Sam Hecht, IOL, Kansas State

HT: 6’4
WT: 304 lbs

Video:

Pros:

  • Balanced Frame: Thick, well-structured build lets him absorb contact and hold ground without yielding the pocket.
  • Elite Pass Protection: Two full seasons as starter with zero sacks and just two QB hits over 800-plus reps.
  • Technical Precision: Keeps elbows tight, hands inside chest plate, leaving rushers nothing to swipe or manipulate.
  • Quick Post-Snap Processing: Reads defensive line movement and blitzes rapidly, rarely fooled by twists, stunts, or A-gap pressure.
  • Yearly Growth: Significant improvement from 2024 to 2025 shows strong processing of coaching and skill refinement.
  • Penalty Discipline: Nearly flawless; zero flags in 2025, two across 840 snaps in 2024, exceptional for interior linemen.
  • Senior Bowl Validation: Dominated bigger interior rushers, confirming college tape and earning top-center recognition at the event.
  • High Football IQ: Academic All-American-level intellect translates to learning playbooks quickly and communicating NFL-level protections immediately.

Cons:

  • Limited Lateral Agility: Struggles to recover on edge or redirect against counters late in pass-rush reps.
  • Explosiveness Deficit: Lacks lower-body power to consistently move defenders at the second level or finish run blocks strongly.
  • Size Concerns: At 36th percentile for weight, he can be pushed back by larger nose tackles.
  • Limited Experience: Only two full seasons as a starter, providing a shorter developmental runway than top-100 centers.
  • Run-Blocking Lag: More comfortable anchoring than driving forward; run grades improved in 2025 but still trail pass protection.

Summary:

Hecht doesn’t win with elite athleticism or overwhelming power. He wins by being in the right spot, balanced, and reading the defense before it can strike. In today’s NFL, where interior pass protection is premium, a center who allowed zero sacks and just two hits across 25 starts while committing almost no penalties demands attention. Consistency is his calling card, and the Senior Bowl confirmed what his tape already showed.

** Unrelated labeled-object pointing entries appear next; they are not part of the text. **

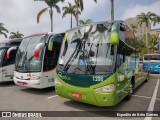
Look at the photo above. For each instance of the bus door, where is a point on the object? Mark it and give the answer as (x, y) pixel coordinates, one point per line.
(2, 51)
(8, 64)
(51, 58)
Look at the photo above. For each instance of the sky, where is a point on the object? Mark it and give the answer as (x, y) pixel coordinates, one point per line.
(20, 15)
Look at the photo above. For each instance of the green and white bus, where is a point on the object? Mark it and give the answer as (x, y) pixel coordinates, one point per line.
(97, 66)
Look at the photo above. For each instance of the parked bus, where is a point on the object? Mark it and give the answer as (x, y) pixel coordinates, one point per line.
(96, 66)
(151, 63)
(36, 60)
(7, 61)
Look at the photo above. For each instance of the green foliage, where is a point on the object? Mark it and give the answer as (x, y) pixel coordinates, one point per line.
(16, 35)
(79, 7)
(51, 4)
(3, 30)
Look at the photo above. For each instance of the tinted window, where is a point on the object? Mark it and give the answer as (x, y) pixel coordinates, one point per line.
(51, 57)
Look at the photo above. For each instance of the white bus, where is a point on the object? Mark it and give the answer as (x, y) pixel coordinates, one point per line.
(8, 50)
(36, 60)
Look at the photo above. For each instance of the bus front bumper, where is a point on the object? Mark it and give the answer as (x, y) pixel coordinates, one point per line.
(85, 95)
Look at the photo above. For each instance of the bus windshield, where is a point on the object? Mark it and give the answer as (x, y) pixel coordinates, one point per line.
(25, 60)
(87, 50)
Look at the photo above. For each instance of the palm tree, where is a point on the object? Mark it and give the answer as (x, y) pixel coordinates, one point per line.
(146, 19)
(51, 4)
(3, 30)
(81, 22)
(112, 9)
(156, 19)
(79, 6)
(70, 9)
(153, 42)
(16, 35)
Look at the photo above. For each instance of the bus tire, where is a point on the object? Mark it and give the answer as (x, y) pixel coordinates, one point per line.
(147, 77)
(131, 86)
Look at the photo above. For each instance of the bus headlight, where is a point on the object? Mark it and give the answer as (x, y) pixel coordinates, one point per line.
(57, 82)
(107, 88)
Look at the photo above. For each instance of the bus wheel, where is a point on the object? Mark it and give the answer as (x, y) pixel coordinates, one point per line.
(147, 77)
(128, 97)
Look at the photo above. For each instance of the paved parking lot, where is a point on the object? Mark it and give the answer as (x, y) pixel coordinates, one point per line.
(16, 98)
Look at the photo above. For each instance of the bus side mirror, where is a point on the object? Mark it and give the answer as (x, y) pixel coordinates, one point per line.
(9, 51)
(37, 49)
(50, 44)
(114, 34)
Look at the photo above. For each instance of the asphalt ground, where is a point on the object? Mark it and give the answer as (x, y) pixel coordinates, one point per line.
(16, 98)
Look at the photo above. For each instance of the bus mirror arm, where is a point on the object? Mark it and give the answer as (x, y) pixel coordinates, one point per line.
(9, 51)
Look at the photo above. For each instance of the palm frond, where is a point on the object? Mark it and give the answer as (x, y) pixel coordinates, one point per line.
(57, 8)
(40, 13)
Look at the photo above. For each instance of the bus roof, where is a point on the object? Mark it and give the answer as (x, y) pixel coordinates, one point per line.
(95, 23)
(152, 54)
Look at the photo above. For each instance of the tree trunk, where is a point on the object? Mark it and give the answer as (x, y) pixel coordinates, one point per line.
(147, 38)
(71, 20)
(51, 17)
(112, 9)
(77, 15)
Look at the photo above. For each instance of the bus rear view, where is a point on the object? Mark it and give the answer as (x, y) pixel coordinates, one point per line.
(36, 60)
(96, 66)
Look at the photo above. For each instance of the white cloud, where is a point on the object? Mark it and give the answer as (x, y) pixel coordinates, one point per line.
(137, 9)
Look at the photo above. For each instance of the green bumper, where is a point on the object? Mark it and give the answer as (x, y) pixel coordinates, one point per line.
(89, 96)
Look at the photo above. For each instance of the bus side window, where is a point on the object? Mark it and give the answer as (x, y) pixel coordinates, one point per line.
(51, 57)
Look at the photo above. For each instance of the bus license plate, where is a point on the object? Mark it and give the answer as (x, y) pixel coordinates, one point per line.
(76, 95)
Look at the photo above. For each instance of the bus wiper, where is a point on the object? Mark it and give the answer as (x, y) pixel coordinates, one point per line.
(79, 47)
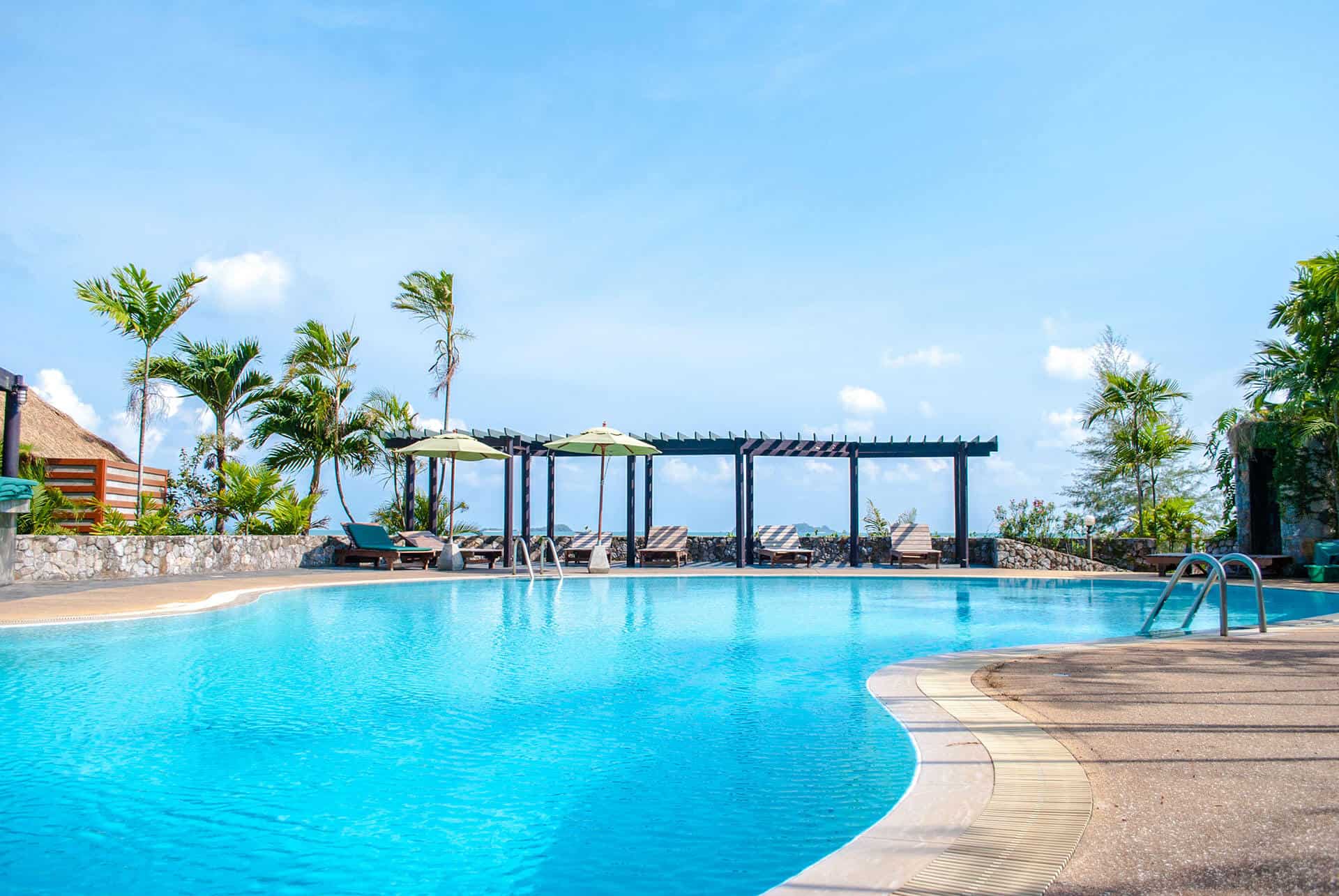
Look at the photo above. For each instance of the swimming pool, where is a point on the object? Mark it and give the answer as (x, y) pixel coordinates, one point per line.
(670, 734)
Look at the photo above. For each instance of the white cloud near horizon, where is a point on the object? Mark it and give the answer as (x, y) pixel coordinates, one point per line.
(1077, 363)
(59, 393)
(247, 282)
(931, 356)
(860, 401)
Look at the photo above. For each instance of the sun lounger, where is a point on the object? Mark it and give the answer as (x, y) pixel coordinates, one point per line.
(1267, 561)
(781, 544)
(421, 539)
(911, 542)
(579, 549)
(371, 542)
(666, 542)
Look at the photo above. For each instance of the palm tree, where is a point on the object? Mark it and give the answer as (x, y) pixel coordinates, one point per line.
(1130, 402)
(432, 299)
(328, 356)
(218, 374)
(390, 414)
(141, 310)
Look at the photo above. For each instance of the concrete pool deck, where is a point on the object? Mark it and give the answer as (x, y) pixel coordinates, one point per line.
(1007, 749)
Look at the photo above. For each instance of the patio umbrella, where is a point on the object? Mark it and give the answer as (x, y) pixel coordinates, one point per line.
(605, 442)
(458, 446)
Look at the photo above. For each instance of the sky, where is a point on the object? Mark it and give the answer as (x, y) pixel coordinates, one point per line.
(875, 219)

Concerns exist and are worth noting. Hecht lacks the lateral agility for heavy outside-zone schemes requiring consistent reach and climb. He will thrive in gap or inside-zone concepts, where his anchor, processing, and hand placement dominate without needing to race defenders to the second level. He’s the kind of center who keeps the engine running smoothly, rather than creating explosive push at the point of attack. That skill is valuable but narrows the offensive systems where he can excel.

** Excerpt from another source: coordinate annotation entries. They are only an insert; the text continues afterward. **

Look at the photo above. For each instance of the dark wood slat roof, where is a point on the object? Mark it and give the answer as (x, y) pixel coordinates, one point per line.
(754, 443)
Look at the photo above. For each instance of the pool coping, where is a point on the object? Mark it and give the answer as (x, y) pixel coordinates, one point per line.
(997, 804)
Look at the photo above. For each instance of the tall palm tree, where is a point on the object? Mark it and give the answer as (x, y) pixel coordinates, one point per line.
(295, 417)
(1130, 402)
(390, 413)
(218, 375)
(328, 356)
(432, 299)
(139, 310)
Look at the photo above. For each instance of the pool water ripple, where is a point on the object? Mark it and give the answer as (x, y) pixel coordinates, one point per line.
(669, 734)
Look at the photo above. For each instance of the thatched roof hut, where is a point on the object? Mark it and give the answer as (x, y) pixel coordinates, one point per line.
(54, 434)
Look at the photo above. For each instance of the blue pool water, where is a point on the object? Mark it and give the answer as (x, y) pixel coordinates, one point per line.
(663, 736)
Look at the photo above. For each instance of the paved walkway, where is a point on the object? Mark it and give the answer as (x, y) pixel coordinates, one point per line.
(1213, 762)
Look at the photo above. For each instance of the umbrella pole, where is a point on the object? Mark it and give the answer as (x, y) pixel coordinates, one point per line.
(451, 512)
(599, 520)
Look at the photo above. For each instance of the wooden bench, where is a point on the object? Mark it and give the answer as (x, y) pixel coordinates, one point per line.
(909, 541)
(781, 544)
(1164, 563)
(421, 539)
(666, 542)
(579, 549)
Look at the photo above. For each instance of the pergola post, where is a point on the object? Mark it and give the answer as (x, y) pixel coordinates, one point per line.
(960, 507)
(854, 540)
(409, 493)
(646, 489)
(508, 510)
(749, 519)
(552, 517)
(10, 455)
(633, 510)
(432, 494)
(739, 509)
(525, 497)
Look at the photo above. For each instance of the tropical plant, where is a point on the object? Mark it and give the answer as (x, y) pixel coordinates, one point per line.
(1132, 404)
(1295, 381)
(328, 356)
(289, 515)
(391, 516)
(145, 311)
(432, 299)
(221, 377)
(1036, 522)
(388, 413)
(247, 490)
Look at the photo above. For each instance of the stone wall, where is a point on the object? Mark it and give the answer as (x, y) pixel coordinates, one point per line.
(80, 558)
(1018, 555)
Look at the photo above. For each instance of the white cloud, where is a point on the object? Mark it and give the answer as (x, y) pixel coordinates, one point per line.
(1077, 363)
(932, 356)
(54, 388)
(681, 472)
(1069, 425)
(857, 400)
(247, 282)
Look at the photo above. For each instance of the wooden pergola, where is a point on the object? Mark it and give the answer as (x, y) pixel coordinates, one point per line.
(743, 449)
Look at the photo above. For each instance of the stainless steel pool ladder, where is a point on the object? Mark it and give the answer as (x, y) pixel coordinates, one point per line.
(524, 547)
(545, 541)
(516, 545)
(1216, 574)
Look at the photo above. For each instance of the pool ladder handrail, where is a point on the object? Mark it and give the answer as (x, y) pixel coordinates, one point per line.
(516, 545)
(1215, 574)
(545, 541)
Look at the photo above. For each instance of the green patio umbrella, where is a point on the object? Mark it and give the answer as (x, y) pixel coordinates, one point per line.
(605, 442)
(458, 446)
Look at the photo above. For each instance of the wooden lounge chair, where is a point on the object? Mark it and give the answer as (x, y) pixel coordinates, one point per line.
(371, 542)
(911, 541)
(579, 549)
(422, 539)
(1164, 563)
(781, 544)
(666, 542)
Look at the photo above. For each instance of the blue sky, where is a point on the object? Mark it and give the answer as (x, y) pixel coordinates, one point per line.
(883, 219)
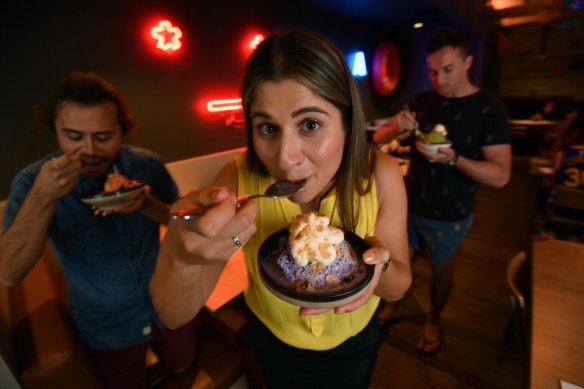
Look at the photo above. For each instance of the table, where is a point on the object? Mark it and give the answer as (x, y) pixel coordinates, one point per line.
(557, 347)
(530, 136)
(532, 123)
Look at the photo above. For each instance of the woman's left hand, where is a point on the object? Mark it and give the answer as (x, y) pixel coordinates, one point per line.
(377, 255)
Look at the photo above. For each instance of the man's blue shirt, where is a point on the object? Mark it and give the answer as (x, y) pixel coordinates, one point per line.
(107, 261)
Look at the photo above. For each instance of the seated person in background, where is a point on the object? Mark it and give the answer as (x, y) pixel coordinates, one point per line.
(304, 121)
(107, 260)
(548, 112)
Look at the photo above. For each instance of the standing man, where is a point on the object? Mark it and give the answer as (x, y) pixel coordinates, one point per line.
(441, 186)
(107, 258)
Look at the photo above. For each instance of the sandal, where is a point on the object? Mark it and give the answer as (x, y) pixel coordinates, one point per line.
(425, 342)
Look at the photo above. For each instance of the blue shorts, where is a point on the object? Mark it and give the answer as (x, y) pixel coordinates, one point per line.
(439, 239)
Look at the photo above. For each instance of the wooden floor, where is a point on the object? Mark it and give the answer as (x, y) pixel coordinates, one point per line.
(475, 319)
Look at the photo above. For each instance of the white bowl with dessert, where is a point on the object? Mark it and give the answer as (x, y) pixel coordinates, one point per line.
(119, 191)
(311, 264)
(434, 139)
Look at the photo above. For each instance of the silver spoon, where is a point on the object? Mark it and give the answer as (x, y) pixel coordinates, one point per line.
(278, 190)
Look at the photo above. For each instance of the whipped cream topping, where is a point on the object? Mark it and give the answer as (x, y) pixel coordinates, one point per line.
(313, 241)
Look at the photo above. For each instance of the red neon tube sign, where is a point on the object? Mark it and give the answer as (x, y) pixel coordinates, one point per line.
(224, 105)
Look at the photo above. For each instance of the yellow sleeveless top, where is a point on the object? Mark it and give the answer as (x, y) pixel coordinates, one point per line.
(315, 332)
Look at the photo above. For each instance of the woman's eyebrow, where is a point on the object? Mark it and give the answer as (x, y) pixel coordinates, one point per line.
(296, 113)
(313, 108)
(260, 115)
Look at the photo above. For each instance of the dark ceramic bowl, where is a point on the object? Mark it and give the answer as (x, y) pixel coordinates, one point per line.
(273, 277)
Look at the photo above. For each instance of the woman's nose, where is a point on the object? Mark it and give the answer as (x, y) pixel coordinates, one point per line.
(89, 146)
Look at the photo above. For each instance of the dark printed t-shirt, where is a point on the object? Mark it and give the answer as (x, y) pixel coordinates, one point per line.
(438, 191)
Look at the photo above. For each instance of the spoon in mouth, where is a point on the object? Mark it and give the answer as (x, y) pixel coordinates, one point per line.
(278, 190)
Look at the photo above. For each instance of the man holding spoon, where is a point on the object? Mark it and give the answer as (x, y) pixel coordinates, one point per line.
(107, 261)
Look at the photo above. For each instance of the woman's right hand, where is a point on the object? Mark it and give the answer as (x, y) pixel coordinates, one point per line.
(209, 237)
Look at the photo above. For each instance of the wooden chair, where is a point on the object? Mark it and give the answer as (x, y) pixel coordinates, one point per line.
(517, 278)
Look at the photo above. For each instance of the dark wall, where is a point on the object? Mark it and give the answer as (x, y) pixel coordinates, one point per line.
(44, 40)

His floor is a reliable backup who can step in without costing games, and that alone carries NFL value. Upside is higher. Hecht’s trajectory—from unranked recruit to two-year starter, Senior Bowl standout, and All-Big 12 First Teamer—is the developmental arc scouts respect. His football character, processing, and technique are all present. He won’t be the first center drafted, but he projects to earn a starting job within two years and hold it for a while.